Auch wunderschön ist dieses Buch von Jason F. Wright

Das Weihnachtsglas

(Klappentext)
"Ausgerechnet am Heiligabend räumen Diebe Hope Jensens Wohnung aus. Die junge Journalistin ist ohnehin am Boden zerstört, weil erst vor kurzem ihre Adoptivmutter gestorben ist. Doch dann erhält sie ein geheimnisvolles Geschenk. Sie ist wild entschlossen, den edlen Spender ausfindig zu machen. Dabei erfährt sie von einer wunderbaren Weihnachtstradition-und löst unverhofft das Geheimnis ihrer Herkunft."  


Heyne-Verlag
144 Seiten, geb. Ausgabe
ISBN 978-3-453-40744-2
8,00 Euro





Dieses Jahr sorgt nun dieses Buch für meine 
Weihnachtsstimmung. Ich habe es mir im Rahmen der Lesejury-Aktion vom Lübbe-Verlag gewünscht und bedanke mich an dieser Stelle recht herzlich!

Das Weihnachtsversprechen

(Klappentext)
Jedes Jahr an Weihnachten schenkt uns der Himmel ein Versprechen. Und jedes Jahr geben wir es denen weiter, die wir lieben.

Lübbe-Verlag
208 Seiten, geb. Ausgabe
ISBN 3-431-03823-9
9,99 Euro
Jedes Jahr hängt Gloria einen Brief an ihren Weihnachtsbaum, in dem sie das Versprechen erneuert, das sie ihrem verstorbenen Mann gab: weiter nach ihrem verschwundenen Sohn zu suchen. Um ihren Schmerz zu lindern, kümmert Gloria sich schon seit Jahren um Menschen in Not, so auch um den kleinen Donovan, dessen Mutter völlig verzweifelt ist. Am anderen Ende der Stadt lebt Chaz, ein junger Mann, der immer wieder dem Alkohol verfällt, sich jedoch insgeheim nach einer Familie sehnt. Sein neuer Job in einem Kaufhaus entpuppt sich als schicksalhafte Wendung. Denn dort arbeitet auch Donovans Mutter. Als dieser ein Unglück widerfährt, kreuzen sich die Wege von Gloria und Chaz...


Allen, die auf der Suche nach schöner Weihnachtsliteratur sind, kann ich diese Bücher nur ans Herz legen...
Aenna

Samstag, 20. November 2010

Neuer Lesestoff

Als nächstes lese ich "Morbus Dei: Die Ankunft" vom Autorenteam Bastian Zach und Matthias Bauer.
Dieses Buch wurde mir freundlicherweise vom Haymon-Verlag als Rezensionsexemplar überlassen.
Dafür bedanke ich mich ganz herzlich, besonders bei Nicole Oberdanner für ihre supernette email!


Auf das Buch bin ich sehr gespannt, und es ist ein schöner Kontrast zur vorherigen Lektüre!
Aenna

Rezension: "Am Ende eines Sommers" von Isabel Ashdown

eichborn-verlag
ISBN:9783821861203
geb.
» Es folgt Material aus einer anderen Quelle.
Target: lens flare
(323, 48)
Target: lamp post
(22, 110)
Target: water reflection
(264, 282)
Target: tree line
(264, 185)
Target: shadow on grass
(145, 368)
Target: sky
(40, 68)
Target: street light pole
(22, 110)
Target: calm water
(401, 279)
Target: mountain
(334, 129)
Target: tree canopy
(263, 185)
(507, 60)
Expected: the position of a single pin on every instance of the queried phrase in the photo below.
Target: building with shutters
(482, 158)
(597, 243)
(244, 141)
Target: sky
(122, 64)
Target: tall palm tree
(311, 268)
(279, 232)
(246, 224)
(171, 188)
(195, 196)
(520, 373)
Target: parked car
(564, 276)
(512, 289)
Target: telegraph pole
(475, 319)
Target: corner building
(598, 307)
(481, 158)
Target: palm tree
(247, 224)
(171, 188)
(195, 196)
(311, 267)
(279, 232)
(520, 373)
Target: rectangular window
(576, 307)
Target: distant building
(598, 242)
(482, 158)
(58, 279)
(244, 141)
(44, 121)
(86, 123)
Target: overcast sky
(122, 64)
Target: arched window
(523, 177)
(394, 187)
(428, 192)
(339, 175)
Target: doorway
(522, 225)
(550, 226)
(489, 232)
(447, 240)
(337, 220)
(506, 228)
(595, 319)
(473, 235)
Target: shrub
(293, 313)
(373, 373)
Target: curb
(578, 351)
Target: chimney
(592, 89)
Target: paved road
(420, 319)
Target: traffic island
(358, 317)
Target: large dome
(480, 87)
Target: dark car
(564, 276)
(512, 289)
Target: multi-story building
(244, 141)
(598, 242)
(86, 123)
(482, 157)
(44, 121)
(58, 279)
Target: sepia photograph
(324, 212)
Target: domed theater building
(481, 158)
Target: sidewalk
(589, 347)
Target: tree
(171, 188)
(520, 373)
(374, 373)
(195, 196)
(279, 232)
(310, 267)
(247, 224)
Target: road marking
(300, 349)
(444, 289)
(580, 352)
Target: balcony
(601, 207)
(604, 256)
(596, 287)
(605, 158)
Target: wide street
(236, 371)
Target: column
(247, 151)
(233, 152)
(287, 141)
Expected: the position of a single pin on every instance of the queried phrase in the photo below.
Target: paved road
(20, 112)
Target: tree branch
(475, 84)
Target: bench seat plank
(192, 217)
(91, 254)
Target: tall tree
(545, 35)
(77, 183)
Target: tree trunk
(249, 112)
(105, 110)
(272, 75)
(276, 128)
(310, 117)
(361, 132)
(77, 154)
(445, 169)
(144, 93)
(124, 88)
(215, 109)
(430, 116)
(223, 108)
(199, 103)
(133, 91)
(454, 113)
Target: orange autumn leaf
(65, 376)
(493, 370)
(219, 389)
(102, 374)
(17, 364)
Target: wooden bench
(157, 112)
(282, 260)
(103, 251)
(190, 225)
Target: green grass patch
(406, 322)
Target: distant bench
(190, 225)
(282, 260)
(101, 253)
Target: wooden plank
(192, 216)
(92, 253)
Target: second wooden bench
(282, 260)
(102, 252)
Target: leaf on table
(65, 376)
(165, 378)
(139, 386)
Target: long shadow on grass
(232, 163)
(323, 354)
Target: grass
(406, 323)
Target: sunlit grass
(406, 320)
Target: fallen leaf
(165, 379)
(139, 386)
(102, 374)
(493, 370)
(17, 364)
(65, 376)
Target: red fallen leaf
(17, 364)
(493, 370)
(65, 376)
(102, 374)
Ausgabe, 351 Seiten
19,95 Euro

Die letzten Seiten sind gelesen.  Gedankenverloren klappe ich das Buch zu und streichle über den rilligen, himbeerroten Einband, der normalerweise mit einem in blassblauen Tönen gehaltenen Fotoumschlag versehen ist.

Was für eine Geschichte. Und jetzt ist sie vorbei.

Es ist, als hätten sie mich verlassen, Mary und ihr Sohn Jake, die mir diese Geschichte, ihre Geschichte erzählt haben, jeder aus seiner eigenen Sicht. So lese ich eigentlich zwei Geschichten, die sich irgendwann kreuzen. Und einmal angefangen, tauche ich vollends ein und kann mich nicht mehr lösen...

Jake, 13 Jahre alt, berichtet in der Gegenwart in den Jahren 1984/1985. Er erzählt von seinem Leben, seinen Wünschen, Träumen und Sorgen. Da ist der ältere Bruder, der in die Welt gezogen ist, der Vater, der von der Familie getrennt lebt und er selbst, Jake, der mit seinem jüngeren Bruder Andy bei der Mutter lebt. Einer Mutter, die er liebt, die sich aber ständig in ihre eigene Welt zurückzieht.... Jake steht hilflos vor den Trümmern seiner Familie. Hin und Hergerissen zwischen Kind und Erwachsensein versucht er, diese zu schützen.

Parallel lerne ich Mary kennen. Sie beginnt ihre Erzählung viel früher im Jahr 1957. Sie führt mich bruchstückweise durch ihre Kindheit und Jugend. Ihre Schwester Rachel nimmt eine große Rolle in ihrem Leben ein, dennoch verliert sie später den Kontakt zu ihr. Auch von ihren Eltern wird sie verstossen, als sie gegen deren Willen Bill heiratet und eine eigene Familie gründet. Ich lerne eine Frau mit starken Gefühlen kennen, die ihre Vergangenheit nicht bewältigen kann und sich in Depressionen und Alkohol flüchtet. Als Rachel wieder in ihr Leben tritt, lebt Mary auf...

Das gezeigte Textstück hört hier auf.